The clinical trial supply chain is a conglomerate of many individual, sometimes multifarious, links that must be reasonably assembled to form a stable chain. It’s not simply a linear row consisting of a few simple tasks.
One significant supply chain challenge is properly incorporating third-party providers, such as manufacturing companies, focused on primary and secondary packaging of investigational medicinal products (IMPs) and other clinical trial materials (CTMs). Insufficient connections and non-existent manufacturing supply strategy could delay production timelines and potentially lead to considerable overspending. Inadequate product quantities or manufacturing capacities when needed are often the result of an improper planning process. This could increase costs along the entire clinical supply chain and raise the likelihood of study delays.

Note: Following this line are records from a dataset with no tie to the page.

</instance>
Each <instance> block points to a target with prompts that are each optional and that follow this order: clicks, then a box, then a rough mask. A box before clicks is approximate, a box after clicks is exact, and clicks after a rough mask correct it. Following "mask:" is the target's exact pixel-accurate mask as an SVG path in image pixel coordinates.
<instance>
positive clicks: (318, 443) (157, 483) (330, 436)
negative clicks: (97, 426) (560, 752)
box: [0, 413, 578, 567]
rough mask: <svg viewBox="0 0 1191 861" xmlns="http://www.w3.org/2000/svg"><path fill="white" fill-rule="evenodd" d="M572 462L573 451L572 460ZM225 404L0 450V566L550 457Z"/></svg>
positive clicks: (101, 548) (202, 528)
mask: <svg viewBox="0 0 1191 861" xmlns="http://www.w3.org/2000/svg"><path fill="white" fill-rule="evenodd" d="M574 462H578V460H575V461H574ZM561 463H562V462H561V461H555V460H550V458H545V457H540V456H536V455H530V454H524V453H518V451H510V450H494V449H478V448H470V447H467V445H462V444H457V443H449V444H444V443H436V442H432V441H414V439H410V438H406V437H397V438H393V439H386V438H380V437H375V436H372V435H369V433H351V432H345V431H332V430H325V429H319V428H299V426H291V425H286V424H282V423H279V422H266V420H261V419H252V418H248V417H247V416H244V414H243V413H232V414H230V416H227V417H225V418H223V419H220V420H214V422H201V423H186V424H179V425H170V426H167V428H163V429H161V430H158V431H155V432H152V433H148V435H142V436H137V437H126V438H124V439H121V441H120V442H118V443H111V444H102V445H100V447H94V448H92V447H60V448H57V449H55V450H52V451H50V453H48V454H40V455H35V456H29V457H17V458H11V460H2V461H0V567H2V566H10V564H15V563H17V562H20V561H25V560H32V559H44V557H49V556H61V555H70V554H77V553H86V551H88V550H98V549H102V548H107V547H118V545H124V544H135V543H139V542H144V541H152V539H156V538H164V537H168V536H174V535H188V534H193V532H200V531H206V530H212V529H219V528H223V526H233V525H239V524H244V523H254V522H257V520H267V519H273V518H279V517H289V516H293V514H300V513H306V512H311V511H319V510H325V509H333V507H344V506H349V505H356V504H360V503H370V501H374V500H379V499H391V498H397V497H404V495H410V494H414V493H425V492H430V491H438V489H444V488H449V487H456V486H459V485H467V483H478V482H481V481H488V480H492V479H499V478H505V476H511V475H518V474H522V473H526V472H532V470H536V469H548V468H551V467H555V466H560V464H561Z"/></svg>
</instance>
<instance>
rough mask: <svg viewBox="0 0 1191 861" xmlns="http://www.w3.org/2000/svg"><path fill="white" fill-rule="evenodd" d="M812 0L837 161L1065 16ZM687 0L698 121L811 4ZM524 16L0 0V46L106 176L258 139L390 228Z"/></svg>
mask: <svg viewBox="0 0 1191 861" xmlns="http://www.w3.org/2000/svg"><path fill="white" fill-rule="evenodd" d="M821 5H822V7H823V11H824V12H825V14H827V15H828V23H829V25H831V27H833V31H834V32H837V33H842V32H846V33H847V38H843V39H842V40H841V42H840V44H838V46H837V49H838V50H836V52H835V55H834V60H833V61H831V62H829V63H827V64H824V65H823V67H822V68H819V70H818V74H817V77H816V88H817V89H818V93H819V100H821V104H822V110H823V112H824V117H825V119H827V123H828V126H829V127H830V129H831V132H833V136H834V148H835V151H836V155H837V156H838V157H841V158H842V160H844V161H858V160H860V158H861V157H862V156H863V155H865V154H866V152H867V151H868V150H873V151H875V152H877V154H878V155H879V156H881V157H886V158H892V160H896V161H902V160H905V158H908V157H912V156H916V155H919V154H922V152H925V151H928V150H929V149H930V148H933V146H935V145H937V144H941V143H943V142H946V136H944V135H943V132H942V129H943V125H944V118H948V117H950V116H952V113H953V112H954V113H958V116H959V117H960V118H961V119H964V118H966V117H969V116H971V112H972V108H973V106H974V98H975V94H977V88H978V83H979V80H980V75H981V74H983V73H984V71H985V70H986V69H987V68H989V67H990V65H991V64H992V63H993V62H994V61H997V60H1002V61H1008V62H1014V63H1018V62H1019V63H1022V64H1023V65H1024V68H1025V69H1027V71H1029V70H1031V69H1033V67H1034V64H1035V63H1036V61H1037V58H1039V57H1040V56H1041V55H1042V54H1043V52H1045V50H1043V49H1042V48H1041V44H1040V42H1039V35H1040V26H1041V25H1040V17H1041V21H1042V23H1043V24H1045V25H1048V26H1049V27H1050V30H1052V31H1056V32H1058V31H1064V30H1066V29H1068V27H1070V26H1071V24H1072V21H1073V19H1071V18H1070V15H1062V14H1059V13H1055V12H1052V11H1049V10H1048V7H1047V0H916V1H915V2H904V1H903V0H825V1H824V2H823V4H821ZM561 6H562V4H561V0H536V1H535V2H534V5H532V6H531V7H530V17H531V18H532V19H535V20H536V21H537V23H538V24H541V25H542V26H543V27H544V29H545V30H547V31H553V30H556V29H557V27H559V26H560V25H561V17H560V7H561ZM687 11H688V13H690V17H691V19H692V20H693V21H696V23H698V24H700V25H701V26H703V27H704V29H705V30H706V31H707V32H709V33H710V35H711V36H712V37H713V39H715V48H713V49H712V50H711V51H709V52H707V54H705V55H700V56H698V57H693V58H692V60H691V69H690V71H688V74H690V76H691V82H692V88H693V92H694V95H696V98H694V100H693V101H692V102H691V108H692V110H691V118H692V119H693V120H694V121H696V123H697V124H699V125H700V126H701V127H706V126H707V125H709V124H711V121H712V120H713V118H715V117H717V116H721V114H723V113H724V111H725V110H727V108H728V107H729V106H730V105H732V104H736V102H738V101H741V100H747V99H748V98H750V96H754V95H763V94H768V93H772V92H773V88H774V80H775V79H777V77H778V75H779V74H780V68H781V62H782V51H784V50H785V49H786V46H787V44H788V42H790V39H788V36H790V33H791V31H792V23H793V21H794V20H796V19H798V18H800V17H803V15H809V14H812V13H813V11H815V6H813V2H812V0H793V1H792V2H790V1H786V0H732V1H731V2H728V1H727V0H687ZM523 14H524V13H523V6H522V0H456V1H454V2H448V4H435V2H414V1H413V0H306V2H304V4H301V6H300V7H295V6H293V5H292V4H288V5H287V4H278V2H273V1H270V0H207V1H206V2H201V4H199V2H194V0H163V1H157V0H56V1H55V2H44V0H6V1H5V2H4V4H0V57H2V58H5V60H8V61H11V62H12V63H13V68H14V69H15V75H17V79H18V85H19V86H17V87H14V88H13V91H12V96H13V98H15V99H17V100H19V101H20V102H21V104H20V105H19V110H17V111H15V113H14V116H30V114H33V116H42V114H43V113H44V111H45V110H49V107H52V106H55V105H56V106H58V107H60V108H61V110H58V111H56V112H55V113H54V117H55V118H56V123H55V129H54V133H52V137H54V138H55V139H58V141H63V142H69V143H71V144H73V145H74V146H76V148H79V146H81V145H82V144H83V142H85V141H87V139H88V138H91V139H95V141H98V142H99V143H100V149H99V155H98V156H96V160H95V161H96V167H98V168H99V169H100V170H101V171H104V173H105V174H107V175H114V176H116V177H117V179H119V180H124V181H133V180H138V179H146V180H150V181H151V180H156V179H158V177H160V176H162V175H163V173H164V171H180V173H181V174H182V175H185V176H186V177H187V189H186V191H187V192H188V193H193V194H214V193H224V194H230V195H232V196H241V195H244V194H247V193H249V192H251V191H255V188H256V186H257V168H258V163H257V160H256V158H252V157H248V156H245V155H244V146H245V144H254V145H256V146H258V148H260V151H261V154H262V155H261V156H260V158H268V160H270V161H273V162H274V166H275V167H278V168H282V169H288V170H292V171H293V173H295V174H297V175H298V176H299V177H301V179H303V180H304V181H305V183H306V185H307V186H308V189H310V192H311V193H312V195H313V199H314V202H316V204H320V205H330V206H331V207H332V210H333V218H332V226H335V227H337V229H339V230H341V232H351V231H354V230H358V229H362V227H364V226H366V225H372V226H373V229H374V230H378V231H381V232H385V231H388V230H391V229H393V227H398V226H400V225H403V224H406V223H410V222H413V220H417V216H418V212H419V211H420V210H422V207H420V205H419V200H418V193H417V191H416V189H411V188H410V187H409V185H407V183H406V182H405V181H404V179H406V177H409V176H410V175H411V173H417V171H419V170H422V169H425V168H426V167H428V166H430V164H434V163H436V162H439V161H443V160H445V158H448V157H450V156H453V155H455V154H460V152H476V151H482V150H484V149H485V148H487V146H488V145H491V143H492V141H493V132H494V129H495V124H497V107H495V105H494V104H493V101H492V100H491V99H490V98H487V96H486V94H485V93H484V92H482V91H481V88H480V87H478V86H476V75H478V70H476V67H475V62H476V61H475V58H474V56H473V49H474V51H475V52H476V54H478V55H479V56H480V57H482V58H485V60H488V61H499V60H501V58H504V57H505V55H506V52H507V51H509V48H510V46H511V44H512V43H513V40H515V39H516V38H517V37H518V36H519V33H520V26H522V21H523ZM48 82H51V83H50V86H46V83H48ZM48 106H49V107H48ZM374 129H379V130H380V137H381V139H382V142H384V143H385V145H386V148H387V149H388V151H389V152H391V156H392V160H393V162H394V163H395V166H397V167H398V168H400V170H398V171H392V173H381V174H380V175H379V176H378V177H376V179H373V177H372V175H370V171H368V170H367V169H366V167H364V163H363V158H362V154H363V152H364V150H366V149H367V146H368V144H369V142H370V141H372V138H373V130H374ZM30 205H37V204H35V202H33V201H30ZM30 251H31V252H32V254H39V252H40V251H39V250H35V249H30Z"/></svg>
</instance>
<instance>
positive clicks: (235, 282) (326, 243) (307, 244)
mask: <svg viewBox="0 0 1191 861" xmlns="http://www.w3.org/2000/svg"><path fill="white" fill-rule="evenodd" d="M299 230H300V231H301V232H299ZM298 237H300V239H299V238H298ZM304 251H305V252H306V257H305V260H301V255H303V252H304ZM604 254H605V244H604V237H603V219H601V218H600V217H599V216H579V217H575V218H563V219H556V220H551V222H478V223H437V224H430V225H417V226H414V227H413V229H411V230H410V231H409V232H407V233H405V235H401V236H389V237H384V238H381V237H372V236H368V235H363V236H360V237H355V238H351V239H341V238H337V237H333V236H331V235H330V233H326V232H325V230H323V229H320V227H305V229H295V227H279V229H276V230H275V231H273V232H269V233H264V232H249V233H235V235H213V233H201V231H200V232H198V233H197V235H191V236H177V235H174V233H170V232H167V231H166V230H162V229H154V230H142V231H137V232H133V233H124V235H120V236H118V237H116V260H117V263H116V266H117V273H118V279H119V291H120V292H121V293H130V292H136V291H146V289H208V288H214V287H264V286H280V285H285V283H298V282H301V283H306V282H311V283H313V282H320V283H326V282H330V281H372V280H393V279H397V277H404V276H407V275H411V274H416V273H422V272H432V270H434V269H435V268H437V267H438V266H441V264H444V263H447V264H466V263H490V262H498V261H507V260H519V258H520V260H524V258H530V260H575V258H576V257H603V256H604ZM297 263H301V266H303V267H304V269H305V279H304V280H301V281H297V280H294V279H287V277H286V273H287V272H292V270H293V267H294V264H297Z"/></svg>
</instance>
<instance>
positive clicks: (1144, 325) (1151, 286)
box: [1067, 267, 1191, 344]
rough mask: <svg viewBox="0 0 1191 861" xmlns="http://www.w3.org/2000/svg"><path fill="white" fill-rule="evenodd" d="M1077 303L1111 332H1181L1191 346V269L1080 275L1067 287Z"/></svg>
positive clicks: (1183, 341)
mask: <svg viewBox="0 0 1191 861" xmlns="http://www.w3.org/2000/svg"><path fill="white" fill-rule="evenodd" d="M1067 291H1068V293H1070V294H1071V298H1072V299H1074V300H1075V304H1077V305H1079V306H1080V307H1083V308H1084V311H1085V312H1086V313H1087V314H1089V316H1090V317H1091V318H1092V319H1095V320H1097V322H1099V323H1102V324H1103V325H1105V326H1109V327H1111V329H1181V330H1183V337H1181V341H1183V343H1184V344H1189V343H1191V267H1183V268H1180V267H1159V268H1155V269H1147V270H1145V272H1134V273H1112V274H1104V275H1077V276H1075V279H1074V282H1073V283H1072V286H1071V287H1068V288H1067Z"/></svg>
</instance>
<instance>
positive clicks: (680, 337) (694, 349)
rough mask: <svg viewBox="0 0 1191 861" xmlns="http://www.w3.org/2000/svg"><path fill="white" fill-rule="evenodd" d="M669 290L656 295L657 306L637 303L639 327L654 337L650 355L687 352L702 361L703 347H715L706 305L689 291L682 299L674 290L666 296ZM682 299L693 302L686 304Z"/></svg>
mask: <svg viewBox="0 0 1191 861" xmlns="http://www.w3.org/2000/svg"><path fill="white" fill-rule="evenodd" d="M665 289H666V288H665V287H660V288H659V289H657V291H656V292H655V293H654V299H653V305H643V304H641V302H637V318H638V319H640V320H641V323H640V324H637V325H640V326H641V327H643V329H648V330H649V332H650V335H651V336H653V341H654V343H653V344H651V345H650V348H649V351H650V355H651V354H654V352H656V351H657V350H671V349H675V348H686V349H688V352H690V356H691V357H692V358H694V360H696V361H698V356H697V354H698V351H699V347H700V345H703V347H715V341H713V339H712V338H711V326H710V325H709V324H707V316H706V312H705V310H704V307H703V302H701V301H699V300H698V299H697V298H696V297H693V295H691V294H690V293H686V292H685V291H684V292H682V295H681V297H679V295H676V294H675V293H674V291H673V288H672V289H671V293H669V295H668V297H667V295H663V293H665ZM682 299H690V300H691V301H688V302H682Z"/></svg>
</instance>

There are essential supply chain elements to consider when integrating third-party providers, especially with contract manufacturing organizations (CMOs), as well as best practices to improve information flow among clinical, logistics, manufacturing and IT teams.
Favorable clinical trials are those having a positive effect on the tested substance. Certainly, patient safety is a key focus. Formulation of the investigational product, its stability and all associated packaging aspects are essential in this regard. Sometimes good manufacturing practice (GMP) efforts to finish a product are underestimated by clinical R&D personnel. The only appropriate response for CMOs is to consistently educate sponsors and CRO stakeholders. Implementation of robust quality/technical agreements should be a given.
Recognizing the highest impact and importance of quality within the supply chain is a basic but often neglected element. Without an elaborated quality management mindset that embraces the supply chain, a clinical trial may not be successful. Quality does not start or finish with product manufacturing, however, it is one essential part that should never be omitted. The final study result is valuable only when all processes have been developed well in advance and when all possible known consequences have been thoroughly considered. The awareness of the field of work in which we are operating must be omnipresent and repeatedly verified.
Who has not experienced the bullwhip effect in clinical supply chains? Due to limited transparency of demands along the supply chain — from the patient, investigator, clinical monitor, local depot, central distribution center, CMO or third party vendor involved in pre-production activities — last-minute orders or misuse of available stock hinders trial continuity and produces considerable inventory swings. This can not only have dramatic cost implications, but may also impact safety. Patients already enrolled into a clinical trial can be put at risk if not supplied with sufficient trial medication on time.
To make clinical logistics more efficient, one must understand the dependencies and evaluate and mitigate associated risks in advance. A single weak link in the chain can cause the entire ensemble to break.
Clinical supply planners are challenged with evaluating several aspects during the start-up phase, however, they often find themselves disconnected from the clinical team. Since CMOs are involved early in the supply chain stage of production, it is essential to embed manufacturing experts into the clinical trial core planning structure. CMOs must know the expected delivery time to sites and patients, as well as the required quantity and availability of the initial IMP batch. Likewise, they must have information about drug product shelf life and stability, which are essential for expiry management and drug handling at sites/patients.
A forward-looking distribution strategy includes the entire manufacturing element as part of the overall plan, forming a coherent, logical process long before packaging is complete. Expiry date management and distribution schemes should also be factored into the strategy. Packaging and label design, plus the impact of product characteristics — dosage form, temperature conditions — must also be considered.